The latest plan continues this effort, but On My Way would have to clear some hurdles first, an industry expert says.

"The company has been trying to find a way to solve the last-mile problem for a long time," said John Santagate, a research manager covering supply chain execution at IDC Manufacturing Insights, a Framingham, Mass., analyst firm. "This is an innovative approach to a very traditional problem, but I don't know how feasible it is."

The plan would have risks such as how Amazon will pay these drivers, whether the rate will be economically appealing to them based on fluctuating fuel prices, and how the company will resolve legal questions over the privacy and security of sharing home addresses with unknown delivery drivers.

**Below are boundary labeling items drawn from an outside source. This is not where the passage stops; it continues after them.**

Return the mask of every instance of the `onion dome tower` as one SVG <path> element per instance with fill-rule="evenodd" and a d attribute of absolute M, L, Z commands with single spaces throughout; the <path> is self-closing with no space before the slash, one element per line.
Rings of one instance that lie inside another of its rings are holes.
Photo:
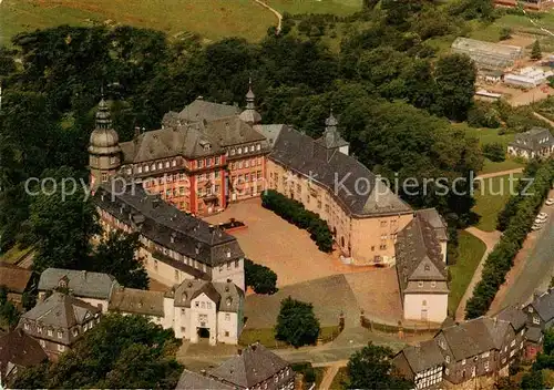
<path fill-rule="evenodd" d="M 110 109 L 104 98 L 96 111 L 96 127 L 89 143 L 90 185 L 95 187 L 109 181 L 121 167 L 121 147 L 117 132 L 112 129 Z"/>
<path fill-rule="evenodd" d="M 248 123 L 249 125 L 259 124 L 261 122 L 261 115 L 256 111 L 256 105 L 254 92 L 252 91 L 252 79 L 248 81 L 248 93 L 246 94 L 246 110 L 238 116 L 242 121 Z"/>

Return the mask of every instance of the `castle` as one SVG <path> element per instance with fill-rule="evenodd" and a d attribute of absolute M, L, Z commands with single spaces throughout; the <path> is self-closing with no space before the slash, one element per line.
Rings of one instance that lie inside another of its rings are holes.
<path fill-rule="evenodd" d="M 240 112 L 198 98 L 167 113 L 162 129 L 120 143 L 102 100 L 89 154 L 103 226 L 140 229 L 148 274 L 168 286 L 232 279 L 244 289 L 236 239 L 198 217 L 275 189 L 327 222 L 345 263 L 399 263 L 406 318 L 442 321 L 448 238 L 437 211 L 416 213 L 350 156 L 332 112 L 314 140 L 286 124 L 261 124 L 252 88 L 246 102 Z M 110 183 L 122 181 L 114 176 L 125 181 L 115 191 Z"/>

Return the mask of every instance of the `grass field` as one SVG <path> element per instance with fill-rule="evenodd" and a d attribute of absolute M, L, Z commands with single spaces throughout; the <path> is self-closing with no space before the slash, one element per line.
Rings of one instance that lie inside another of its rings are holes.
<path fill-rule="evenodd" d="M 0 45 L 21 31 L 107 20 L 170 35 L 195 32 L 209 40 L 242 37 L 250 41 L 261 39 L 276 24 L 275 16 L 254 0 L 3 0 Z"/>
<path fill-rule="evenodd" d="M 521 174 L 512 175 L 512 187 L 516 191 L 516 181 Z M 485 178 L 479 188 L 475 188 L 475 206 L 473 212 L 481 216 L 475 227 L 484 232 L 496 229 L 496 216 L 510 198 L 511 175 Z"/>
<path fill-rule="evenodd" d="M 361 10 L 361 0 L 267 0 L 279 12 L 335 13 L 346 16 Z"/>
<path fill-rule="evenodd" d="M 449 267 L 452 277 L 449 295 L 449 314 L 451 315 L 455 312 L 486 249 L 482 240 L 468 232 L 460 232 L 458 239 L 460 256 L 458 263 Z"/>

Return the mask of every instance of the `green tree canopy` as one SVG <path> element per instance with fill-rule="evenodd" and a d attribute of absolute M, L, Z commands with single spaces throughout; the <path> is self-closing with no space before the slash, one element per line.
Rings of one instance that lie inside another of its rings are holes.
<path fill-rule="evenodd" d="M 348 360 L 349 389 L 412 389 L 413 383 L 393 372 L 393 352 L 371 342 Z"/>
<path fill-rule="evenodd" d="M 314 306 L 288 297 L 280 302 L 275 326 L 276 338 L 298 348 L 315 343 L 319 336 L 319 320 Z"/>

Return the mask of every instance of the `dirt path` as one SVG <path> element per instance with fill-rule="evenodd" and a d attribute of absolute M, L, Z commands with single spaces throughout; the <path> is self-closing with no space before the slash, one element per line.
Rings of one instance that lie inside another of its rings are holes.
<path fill-rule="evenodd" d="M 481 261 L 479 261 L 478 267 L 475 268 L 475 273 L 473 274 L 473 277 L 471 278 L 471 281 L 468 285 L 468 288 L 465 289 L 462 300 L 460 300 L 460 304 L 458 305 L 458 309 L 455 310 L 456 320 L 463 320 L 463 318 L 465 317 L 465 305 L 468 304 L 468 299 L 472 297 L 473 288 L 475 288 L 476 284 L 481 280 L 481 274 L 483 271 L 486 257 L 492 252 L 496 243 L 500 240 L 501 236 L 501 233 L 499 230 L 483 232 L 473 226 L 468 227 L 465 232 L 481 239 L 486 245 L 486 250 L 483 254 Z"/>
<path fill-rule="evenodd" d="M 337 372 L 339 372 L 339 368 L 346 367 L 346 365 L 347 360 L 342 360 L 334 363 L 332 366 L 329 366 L 327 370 L 325 370 L 325 376 L 321 380 L 321 383 L 319 384 L 319 390 L 331 390 L 331 384 L 335 376 L 337 374 Z"/>
<path fill-rule="evenodd" d="M 496 176 L 505 176 L 505 175 L 510 175 L 511 173 L 522 173 L 522 172 L 523 172 L 523 168 L 513 168 L 513 170 L 501 171 L 501 172 L 485 173 L 485 174 L 476 176 L 475 178 L 489 178 L 489 177 L 496 177 Z"/>
<path fill-rule="evenodd" d="M 547 124 L 550 124 L 552 127 L 554 127 L 554 122 L 552 122 L 550 119 L 547 119 L 546 116 L 543 116 L 541 115 L 540 113 L 537 112 L 533 112 L 533 115 L 535 115 L 535 117 L 540 119 L 541 121 L 544 121 L 546 122 Z"/>
<path fill-rule="evenodd" d="M 254 0 L 254 1 L 256 1 L 261 7 L 267 8 L 269 11 L 271 11 L 277 17 L 277 33 L 280 33 L 280 28 L 283 24 L 283 14 L 280 14 L 279 11 L 277 11 L 275 8 L 269 7 L 267 3 L 265 3 L 261 0 Z M 1 0 L 0 0 L 0 2 L 1 2 Z"/>

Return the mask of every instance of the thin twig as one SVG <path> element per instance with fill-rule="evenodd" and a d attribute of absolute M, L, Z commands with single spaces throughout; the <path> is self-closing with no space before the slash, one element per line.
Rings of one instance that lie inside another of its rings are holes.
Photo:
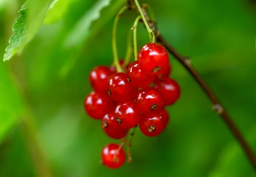
<path fill-rule="evenodd" d="M 130 0 L 130 4 L 134 3 L 133 3 L 132 0 Z M 131 7 L 133 7 L 132 9 L 135 10 L 138 12 L 140 12 L 138 9 L 136 8 L 136 6 L 131 6 Z M 145 8 L 143 8 L 142 11 L 143 12 L 145 19 L 147 20 L 149 26 L 151 29 L 154 30 L 154 32 L 155 33 L 157 42 L 161 43 L 180 64 L 186 69 L 194 77 L 195 81 L 200 86 L 202 89 L 204 91 L 210 100 L 213 103 L 212 108 L 213 110 L 216 111 L 217 114 L 221 116 L 224 121 L 224 122 L 228 127 L 231 133 L 236 138 L 248 158 L 250 160 L 254 170 L 256 170 L 256 157 L 255 157 L 255 155 L 249 146 L 248 143 L 245 141 L 237 126 L 232 120 L 227 110 L 221 105 L 216 96 L 199 74 L 196 69 L 193 66 L 189 58 L 187 57 L 184 57 L 182 55 L 172 46 L 170 45 L 164 37 L 160 34 L 159 31 L 157 30 L 155 22 L 153 22 L 151 20 L 147 15 Z"/>

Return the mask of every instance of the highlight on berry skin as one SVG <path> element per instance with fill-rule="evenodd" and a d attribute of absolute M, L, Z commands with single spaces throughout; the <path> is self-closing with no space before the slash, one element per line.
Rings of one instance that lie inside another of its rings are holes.
<path fill-rule="evenodd" d="M 170 77 L 172 66 L 166 50 L 155 39 L 151 42 L 138 52 L 134 43 L 132 61 L 131 57 L 118 60 L 114 41 L 112 64 L 96 66 L 89 74 L 93 91 L 84 100 L 84 110 L 89 117 L 100 120 L 106 136 L 121 142 L 102 150 L 102 164 L 110 168 L 131 161 L 130 148 L 136 129 L 150 137 L 164 131 L 171 123 L 169 106 L 180 94 L 179 85 Z"/>

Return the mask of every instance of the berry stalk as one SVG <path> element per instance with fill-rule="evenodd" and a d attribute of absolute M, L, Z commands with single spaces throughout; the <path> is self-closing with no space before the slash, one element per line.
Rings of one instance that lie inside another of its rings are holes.
<path fill-rule="evenodd" d="M 142 10 L 141 9 L 141 7 L 140 7 L 140 3 L 139 3 L 138 0 L 134 0 L 134 2 L 135 2 L 135 4 L 136 4 L 137 8 L 138 8 L 138 10 L 139 10 L 139 11 L 140 12 L 140 15 L 141 16 L 141 18 L 142 18 L 142 20 L 144 23 L 144 25 L 145 25 L 145 26 L 146 27 L 146 28 L 147 29 L 147 31 L 148 31 L 148 35 L 149 35 L 149 38 L 150 38 L 150 41 L 151 42 L 152 42 L 153 39 L 152 39 L 152 33 L 152 33 L 152 32 L 153 32 L 153 29 L 151 29 L 150 28 L 150 27 L 149 27 L 149 26 L 148 26 L 148 22 L 147 22 L 147 20 L 146 20 L 146 19 L 144 16 L 144 13 L 143 13 L 143 11 L 142 11 Z"/>
<path fill-rule="evenodd" d="M 130 63 L 131 55 L 132 54 L 132 45 L 131 43 L 131 32 L 130 30 L 128 31 L 127 35 L 127 49 L 126 49 L 126 54 L 125 58 L 125 62 L 123 64 L 123 68 L 126 68 L 126 66 Z"/>
<path fill-rule="evenodd" d="M 134 26 L 131 29 L 134 31 L 134 60 L 137 61 L 138 59 L 138 49 L 137 48 L 137 26 L 139 20 L 141 18 L 141 16 L 139 16 L 135 19 Z"/>
<path fill-rule="evenodd" d="M 119 20 L 120 16 L 127 9 L 127 6 L 125 6 L 120 9 L 115 18 L 113 26 L 113 31 L 112 33 L 112 50 L 114 57 L 113 63 L 116 67 L 116 71 L 118 72 L 122 72 L 122 69 L 119 63 L 118 54 L 117 53 L 117 47 L 116 47 L 116 29 L 117 28 L 117 24 L 118 24 L 118 21 Z"/>

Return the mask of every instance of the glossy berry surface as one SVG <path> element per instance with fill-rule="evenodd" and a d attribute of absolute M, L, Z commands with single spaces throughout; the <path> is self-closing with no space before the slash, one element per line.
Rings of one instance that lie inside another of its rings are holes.
<path fill-rule="evenodd" d="M 159 84 L 162 82 L 163 78 L 166 77 L 168 77 L 169 75 L 170 75 L 170 73 L 171 73 L 171 64 L 169 64 L 167 68 L 164 71 L 162 74 L 155 76 L 154 80 L 154 83 L 156 84 Z"/>
<path fill-rule="evenodd" d="M 140 131 L 148 137 L 160 134 L 166 126 L 166 120 L 160 113 L 143 114 L 139 123 Z"/>
<path fill-rule="evenodd" d="M 162 109 L 163 100 L 159 91 L 154 88 L 148 87 L 139 91 L 136 103 L 143 113 L 153 113 Z"/>
<path fill-rule="evenodd" d="M 180 97 L 180 86 L 175 80 L 172 79 L 164 78 L 162 83 L 155 84 L 154 87 L 160 91 L 163 96 L 163 106 L 174 103 Z"/>
<path fill-rule="evenodd" d="M 87 114 L 92 118 L 101 119 L 113 109 L 113 101 L 107 94 L 92 91 L 86 97 L 84 106 Z"/>
<path fill-rule="evenodd" d="M 127 133 L 127 130 L 120 128 L 116 123 L 113 112 L 104 116 L 102 120 L 101 125 L 106 134 L 112 138 L 123 138 Z"/>
<path fill-rule="evenodd" d="M 125 154 L 122 148 L 118 151 L 119 146 L 116 144 L 108 144 L 102 149 L 101 158 L 102 164 L 110 168 L 117 168 L 124 164 Z"/>
<path fill-rule="evenodd" d="M 115 108 L 116 122 L 123 128 L 130 129 L 135 126 L 140 117 L 140 111 L 132 101 L 119 104 Z"/>
<path fill-rule="evenodd" d="M 99 66 L 93 68 L 90 73 L 89 79 L 95 91 L 107 93 L 108 80 L 112 74 L 108 68 Z"/>
<path fill-rule="evenodd" d="M 117 73 L 112 75 L 108 82 L 108 95 L 115 101 L 122 101 L 130 97 L 131 93 L 135 90 L 127 80 L 127 74 Z"/>
<path fill-rule="evenodd" d="M 149 43 L 139 51 L 138 62 L 143 70 L 151 75 L 163 73 L 169 65 L 166 50 L 160 44 Z"/>
<path fill-rule="evenodd" d="M 137 61 L 130 65 L 127 70 L 127 74 L 131 84 L 139 88 L 146 87 L 154 80 L 154 76 L 146 74 L 143 70 Z"/>
<path fill-rule="evenodd" d="M 162 109 L 162 110 L 160 111 L 160 113 L 162 114 L 163 118 L 165 120 L 165 126 L 166 126 L 169 123 L 169 121 L 170 120 L 169 114 L 168 114 L 167 111 L 166 111 L 164 108 Z"/>

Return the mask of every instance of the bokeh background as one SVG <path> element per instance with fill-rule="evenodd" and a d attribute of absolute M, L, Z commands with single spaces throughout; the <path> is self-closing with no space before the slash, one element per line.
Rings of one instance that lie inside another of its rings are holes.
<path fill-rule="evenodd" d="M 256 176 L 201 88 L 171 56 L 182 94 L 168 108 L 168 128 L 156 138 L 137 129 L 131 163 L 114 170 L 100 165 L 103 147 L 119 142 L 104 134 L 83 102 L 92 90 L 90 70 L 112 62 L 113 20 L 125 0 L 112 0 L 99 17 L 108 1 L 59 0 L 44 20 L 37 15 L 50 1 L 32 1 L 29 12 L 43 25 L 21 54 L 0 62 L 0 176 Z M 24 2 L 0 0 L 0 56 Z M 256 151 L 256 1 L 140 2 L 152 7 L 167 40 L 191 56 Z M 137 15 L 120 20 L 121 58 Z M 141 24 L 137 34 L 139 47 L 149 41 Z"/>

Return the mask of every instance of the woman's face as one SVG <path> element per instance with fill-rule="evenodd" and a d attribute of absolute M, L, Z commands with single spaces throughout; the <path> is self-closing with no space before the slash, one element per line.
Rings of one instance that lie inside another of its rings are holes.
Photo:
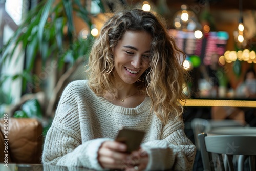
<path fill-rule="evenodd" d="M 148 68 L 151 40 L 144 31 L 125 32 L 113 49 L 117 81 L 133 84 Z"/>

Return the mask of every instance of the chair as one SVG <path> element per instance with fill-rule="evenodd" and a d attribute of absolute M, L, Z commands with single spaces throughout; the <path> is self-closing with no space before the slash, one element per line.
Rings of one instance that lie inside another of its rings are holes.
<path fill-rule="evenodd" d="M 220 167 L 218 170 L 234 170 L 235 163 L 232 160 L 236 155 L 238 156 L 238 171 L 243 170 L 246 158 L 249 159 L 250 170 L 256 170 L 256 136 L 221 135 L 207 136 L 207 134 L 201 133 L 198 135 L 198 139 L 204 170 L 215 170 L 216 163 L 212 155 L 216 154 Z"/>
<path fill-rule="evenodd" d="M 39 164 L 42 149 L 42 127 L 32 118 L 9 118 L 8 146 L 2 145 L 4 137 L 4 120 L 0 119 L 0 158 L 8 154 L 8 163 Z M 2 149 L 3 148 L 3 149 Z M 4 153 L 8 148 L 8 153 Z M 0 162 L 3 162 L 3 160 Z"/>
<path fill-rule="evenodd" d="M 230 126 L 246 126 L 247 123 L 244 121 L 233 120 L 207 120 L 201 118 L 194 118 L 191 122 L 191 127 L 193 131 L 195 145 L 197 149 L 200 150 L 197 136 L 202 133 L 208 133 L 217 127 Z"/>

Still, the scheme may be worth trying because of the sheer size of the company and its perpetual search for profit. In its most recent results, Amazon posted a loss of $57 million for the first quarter of 2015, based on revenue of $22.72 billion.

With more than 60 distribution centers operating in the U.S., Amazon can already deliver more than 99 percent of its orders within one day, so the new delivery plan is less about speed than cost, Santagate said.

"[Amazon CEO Jeffrey] Bezos is an innovator," said Santagate. "He's the only guy who can lose money in consecutive years and still run a company. If anybody can do it, Amazon can."